If the Braves were to make a move like trading for Sale/Archer/Gray, I would assume they plan on being aggressive elsewhere. So I also made a chart should the Braves add a number of new players - Sale, Jason Castro, Justin Turner, and Ian Desmond. I'm not saying they should do this. I'm simply using this as a sort of best-case scenario. Remember, we're having a more theoretical discussion for now.


Alright, now we're talking ... sort of. The average projection has now been increased to 89.6 wins, which puts the Braves on the cusp of being contenders. It also took a lot of effort to get there. Adding several good players moved the needle about 12 wins.
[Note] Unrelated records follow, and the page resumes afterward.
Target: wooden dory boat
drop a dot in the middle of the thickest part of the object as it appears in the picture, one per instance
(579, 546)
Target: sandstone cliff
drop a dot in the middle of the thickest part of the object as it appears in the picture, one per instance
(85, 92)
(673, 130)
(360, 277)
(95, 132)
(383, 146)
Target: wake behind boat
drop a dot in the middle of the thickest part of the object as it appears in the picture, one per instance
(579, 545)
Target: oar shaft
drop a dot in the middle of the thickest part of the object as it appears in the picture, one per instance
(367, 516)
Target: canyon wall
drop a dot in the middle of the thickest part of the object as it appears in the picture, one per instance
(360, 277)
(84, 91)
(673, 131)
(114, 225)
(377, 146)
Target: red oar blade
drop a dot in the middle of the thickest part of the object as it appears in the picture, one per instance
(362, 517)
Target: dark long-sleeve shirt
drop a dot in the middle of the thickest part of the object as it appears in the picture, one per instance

We can argue about each player's projection, but for now, I'm not sure that matters a whole lot. 88, 89. 91 wins. The particulars don't matter. But the range around that 89-win projection seems reasonable, and that makes everyone right so far. The Braves aren't close enough to just add Sale/Archer/Gray. They'd have to add one of those players as part of a master plan to add other significant talent this offseason - again, the particular players don't matter as much as the necessary talent needed to be added.

And again, I'm not currently arguing whether they should go for it or not. I have an opinion, but I think it'll take a little longer to flush that out. The argument also needs more nuance - you can't simply add players. Adding players means adding payroll, losing prospects, or both. And the question becomes whether the Braves can do that and what that would mean for the organization.